By now, you all know the Kindle DX was announced. Much of the same Kindle goodness, with bigger screen. What’s surprising is all the negative comments about it that I’ve heard.
Here’s the thing. The “old” Kindle 2 works great. For me, it’s the perfect size – it fits in my laptop bag, roughly the size of a paperback. It’s got paging buttons on both sides, which is great if you’re like me and you keep shifting around and switching hands when you read. For plain old text, like a novel, it’s just the ticket.
I also read the Wall Street Journal on it; it actually works better than I expected. It takes a little getting used to how the navigation works – but once you get it, it’s pretty easy to work through the paper pretty quickly.
Where it breaks down in my experience is reading technical books which have charts and figures that you want to refer to when reading the text. If the chart fills a half page, say, then there’s not much text left on the page…and if you need to continue to refer back to that chart when reading the text, it’s pretty inconvenient. I never noticed this until the past few weeks, when I’ve been working through a book on stock trading, and there are of course lots of charts the text refers to.
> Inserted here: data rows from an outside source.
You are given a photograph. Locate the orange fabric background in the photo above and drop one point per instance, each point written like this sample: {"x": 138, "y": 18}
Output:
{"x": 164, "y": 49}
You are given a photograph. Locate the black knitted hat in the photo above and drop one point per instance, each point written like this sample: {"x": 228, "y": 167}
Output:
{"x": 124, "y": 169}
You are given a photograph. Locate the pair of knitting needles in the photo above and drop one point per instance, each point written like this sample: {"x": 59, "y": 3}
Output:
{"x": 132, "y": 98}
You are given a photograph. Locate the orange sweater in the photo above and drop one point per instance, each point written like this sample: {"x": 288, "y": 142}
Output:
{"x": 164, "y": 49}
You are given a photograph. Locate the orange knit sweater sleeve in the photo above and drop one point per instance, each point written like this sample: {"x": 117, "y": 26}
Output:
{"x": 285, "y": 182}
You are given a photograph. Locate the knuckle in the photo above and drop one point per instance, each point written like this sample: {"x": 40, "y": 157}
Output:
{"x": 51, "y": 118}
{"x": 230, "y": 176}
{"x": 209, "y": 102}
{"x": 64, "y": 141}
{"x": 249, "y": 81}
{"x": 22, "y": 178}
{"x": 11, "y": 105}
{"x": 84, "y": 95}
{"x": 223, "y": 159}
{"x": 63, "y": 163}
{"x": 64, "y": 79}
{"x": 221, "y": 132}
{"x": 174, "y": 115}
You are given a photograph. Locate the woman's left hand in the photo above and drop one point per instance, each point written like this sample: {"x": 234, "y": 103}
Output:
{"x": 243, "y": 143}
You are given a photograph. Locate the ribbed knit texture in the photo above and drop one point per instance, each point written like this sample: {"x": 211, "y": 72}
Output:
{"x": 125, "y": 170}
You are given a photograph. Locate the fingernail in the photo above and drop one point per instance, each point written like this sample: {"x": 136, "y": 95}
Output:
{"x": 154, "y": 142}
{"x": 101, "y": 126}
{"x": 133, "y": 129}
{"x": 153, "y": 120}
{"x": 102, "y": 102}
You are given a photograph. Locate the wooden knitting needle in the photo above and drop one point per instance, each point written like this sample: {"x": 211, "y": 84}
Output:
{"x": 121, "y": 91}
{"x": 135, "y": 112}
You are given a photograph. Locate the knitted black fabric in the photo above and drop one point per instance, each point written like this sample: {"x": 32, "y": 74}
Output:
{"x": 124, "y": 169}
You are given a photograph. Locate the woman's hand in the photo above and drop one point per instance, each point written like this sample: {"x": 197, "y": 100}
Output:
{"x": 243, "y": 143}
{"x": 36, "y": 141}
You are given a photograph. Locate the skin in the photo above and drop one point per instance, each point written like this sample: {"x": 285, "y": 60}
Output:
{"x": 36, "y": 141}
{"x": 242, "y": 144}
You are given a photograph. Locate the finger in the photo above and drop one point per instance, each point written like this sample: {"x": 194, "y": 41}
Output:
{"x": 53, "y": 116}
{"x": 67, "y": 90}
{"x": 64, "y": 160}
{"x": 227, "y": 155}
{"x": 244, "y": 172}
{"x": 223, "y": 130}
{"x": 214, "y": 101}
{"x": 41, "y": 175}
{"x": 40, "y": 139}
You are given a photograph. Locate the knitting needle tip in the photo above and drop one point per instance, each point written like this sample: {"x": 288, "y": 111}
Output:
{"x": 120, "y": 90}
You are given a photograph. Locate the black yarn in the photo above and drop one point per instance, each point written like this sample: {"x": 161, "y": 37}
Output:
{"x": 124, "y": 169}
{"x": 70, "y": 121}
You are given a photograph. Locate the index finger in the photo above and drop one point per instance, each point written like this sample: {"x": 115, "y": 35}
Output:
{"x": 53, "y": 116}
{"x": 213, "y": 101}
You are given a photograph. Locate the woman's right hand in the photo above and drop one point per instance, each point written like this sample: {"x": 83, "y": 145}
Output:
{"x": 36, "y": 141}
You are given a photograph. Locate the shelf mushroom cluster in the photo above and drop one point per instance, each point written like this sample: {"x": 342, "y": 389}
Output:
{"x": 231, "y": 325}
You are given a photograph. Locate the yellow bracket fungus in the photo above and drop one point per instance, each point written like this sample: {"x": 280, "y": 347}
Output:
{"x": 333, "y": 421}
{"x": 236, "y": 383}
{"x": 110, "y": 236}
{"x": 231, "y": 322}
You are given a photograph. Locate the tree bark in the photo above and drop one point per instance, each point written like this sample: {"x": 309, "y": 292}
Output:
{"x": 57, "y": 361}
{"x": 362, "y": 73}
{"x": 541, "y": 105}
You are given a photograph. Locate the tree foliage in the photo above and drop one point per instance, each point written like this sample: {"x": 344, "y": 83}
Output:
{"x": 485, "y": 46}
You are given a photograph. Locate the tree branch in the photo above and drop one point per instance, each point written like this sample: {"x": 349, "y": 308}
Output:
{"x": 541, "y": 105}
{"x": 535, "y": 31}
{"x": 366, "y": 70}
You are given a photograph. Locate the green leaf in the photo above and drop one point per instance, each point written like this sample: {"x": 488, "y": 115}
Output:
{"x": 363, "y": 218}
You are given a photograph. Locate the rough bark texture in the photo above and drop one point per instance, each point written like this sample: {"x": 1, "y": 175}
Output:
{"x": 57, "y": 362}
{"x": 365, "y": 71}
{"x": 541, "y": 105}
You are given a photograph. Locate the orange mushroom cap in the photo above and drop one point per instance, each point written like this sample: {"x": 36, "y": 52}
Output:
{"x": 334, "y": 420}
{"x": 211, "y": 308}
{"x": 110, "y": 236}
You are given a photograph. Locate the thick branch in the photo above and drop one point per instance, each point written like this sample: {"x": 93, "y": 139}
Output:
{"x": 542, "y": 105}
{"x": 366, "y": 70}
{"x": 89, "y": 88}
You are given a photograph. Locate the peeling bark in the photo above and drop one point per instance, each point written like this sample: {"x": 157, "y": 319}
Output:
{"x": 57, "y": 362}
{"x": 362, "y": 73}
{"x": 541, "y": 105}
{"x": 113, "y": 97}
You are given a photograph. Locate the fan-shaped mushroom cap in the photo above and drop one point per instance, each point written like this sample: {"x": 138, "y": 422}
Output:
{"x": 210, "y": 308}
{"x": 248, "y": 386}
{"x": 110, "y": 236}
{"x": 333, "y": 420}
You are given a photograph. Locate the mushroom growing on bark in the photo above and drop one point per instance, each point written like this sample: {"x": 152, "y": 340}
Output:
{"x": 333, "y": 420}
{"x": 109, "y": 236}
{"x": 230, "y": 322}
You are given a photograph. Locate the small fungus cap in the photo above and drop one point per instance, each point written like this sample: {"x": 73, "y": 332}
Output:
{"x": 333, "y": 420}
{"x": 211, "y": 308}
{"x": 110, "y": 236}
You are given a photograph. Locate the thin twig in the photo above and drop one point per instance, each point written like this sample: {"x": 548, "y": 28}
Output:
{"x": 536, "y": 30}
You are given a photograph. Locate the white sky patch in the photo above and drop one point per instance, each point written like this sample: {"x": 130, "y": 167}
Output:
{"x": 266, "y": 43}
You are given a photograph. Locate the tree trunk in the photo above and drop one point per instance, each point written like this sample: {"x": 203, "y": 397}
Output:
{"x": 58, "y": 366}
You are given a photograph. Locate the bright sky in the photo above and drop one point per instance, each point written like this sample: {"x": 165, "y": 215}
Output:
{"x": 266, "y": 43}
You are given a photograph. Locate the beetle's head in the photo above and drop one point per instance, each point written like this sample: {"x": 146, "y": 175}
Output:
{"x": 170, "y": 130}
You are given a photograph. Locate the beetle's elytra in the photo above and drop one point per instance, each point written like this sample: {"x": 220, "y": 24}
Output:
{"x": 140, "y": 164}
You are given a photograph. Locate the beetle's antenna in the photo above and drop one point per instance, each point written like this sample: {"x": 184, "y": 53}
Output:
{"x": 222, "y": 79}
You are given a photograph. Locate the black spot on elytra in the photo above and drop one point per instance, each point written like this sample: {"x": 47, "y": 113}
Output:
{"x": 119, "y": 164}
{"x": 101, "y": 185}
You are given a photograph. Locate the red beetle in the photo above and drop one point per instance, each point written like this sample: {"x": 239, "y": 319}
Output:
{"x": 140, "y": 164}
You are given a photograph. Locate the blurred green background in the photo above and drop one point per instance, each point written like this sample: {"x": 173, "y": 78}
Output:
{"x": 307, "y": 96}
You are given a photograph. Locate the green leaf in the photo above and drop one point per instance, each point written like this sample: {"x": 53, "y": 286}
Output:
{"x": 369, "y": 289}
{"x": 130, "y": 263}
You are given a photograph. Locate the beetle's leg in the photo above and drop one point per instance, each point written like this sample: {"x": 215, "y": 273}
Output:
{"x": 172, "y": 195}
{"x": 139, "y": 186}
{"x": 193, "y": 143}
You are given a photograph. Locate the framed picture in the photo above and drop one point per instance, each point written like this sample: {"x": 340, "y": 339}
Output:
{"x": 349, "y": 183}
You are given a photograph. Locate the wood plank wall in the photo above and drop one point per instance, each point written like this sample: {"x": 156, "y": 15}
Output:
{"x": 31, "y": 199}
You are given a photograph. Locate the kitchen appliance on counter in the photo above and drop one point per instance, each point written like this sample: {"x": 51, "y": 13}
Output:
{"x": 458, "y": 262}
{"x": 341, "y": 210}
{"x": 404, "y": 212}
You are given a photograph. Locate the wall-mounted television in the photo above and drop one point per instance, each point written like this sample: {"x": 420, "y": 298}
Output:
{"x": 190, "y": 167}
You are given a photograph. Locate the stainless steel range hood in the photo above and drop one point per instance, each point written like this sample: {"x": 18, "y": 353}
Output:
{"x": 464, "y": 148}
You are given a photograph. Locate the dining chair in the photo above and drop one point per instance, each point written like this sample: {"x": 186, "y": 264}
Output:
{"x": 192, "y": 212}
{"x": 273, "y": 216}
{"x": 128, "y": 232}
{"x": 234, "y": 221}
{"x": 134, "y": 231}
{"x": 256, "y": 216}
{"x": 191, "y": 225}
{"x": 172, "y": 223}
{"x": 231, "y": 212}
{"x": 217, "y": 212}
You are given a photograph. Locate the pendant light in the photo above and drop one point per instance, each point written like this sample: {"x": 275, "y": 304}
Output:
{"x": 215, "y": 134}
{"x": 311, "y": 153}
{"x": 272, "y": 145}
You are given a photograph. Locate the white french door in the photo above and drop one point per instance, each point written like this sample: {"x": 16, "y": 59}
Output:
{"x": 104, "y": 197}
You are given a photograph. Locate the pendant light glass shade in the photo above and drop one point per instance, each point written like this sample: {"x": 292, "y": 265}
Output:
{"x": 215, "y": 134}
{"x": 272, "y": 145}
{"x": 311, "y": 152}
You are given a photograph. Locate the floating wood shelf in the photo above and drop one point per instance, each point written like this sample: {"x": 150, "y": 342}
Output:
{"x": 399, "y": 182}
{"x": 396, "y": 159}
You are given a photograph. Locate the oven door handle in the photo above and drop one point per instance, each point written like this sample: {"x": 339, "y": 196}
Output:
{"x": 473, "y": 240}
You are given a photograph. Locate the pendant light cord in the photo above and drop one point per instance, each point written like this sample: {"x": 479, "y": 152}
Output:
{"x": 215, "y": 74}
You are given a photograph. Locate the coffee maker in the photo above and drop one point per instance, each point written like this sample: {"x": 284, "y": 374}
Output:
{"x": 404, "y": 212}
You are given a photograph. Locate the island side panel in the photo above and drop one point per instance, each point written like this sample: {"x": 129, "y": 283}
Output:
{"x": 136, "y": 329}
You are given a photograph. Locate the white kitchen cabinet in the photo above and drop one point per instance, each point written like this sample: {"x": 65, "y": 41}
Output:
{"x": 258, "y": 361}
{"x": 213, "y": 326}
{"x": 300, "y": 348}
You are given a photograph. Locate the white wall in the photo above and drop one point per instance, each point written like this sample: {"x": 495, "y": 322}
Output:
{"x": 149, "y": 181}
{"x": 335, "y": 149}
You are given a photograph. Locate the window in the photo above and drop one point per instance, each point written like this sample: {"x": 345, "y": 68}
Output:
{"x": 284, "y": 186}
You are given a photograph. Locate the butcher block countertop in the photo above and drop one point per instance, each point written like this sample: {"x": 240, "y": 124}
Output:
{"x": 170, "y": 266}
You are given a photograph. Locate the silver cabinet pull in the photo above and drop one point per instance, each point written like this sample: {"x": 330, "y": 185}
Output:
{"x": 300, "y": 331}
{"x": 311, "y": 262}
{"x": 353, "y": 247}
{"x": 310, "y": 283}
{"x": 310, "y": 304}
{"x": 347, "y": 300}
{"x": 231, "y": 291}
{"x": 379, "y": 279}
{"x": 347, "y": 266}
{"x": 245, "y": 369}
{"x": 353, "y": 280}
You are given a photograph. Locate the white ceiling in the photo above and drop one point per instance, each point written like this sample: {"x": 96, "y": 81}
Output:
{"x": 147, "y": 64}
This would be the same situation for textbooks, I would imagine. Lots of pictures and charts, and lots of text referring to them. Keep it all on the same screen – just like a book tries to keep it all on the same page. If the Kindle DX can do that effectively (and I have no reason to doubt that it can), it will be a great device for these use cases.
Will I buy one? Well, not right away…I like the form factor of the Kindle 2. But when I’m reading technical books, I’ll undoubtedly quietly covet a DX.
I’m hoping it will also be good for academic papers.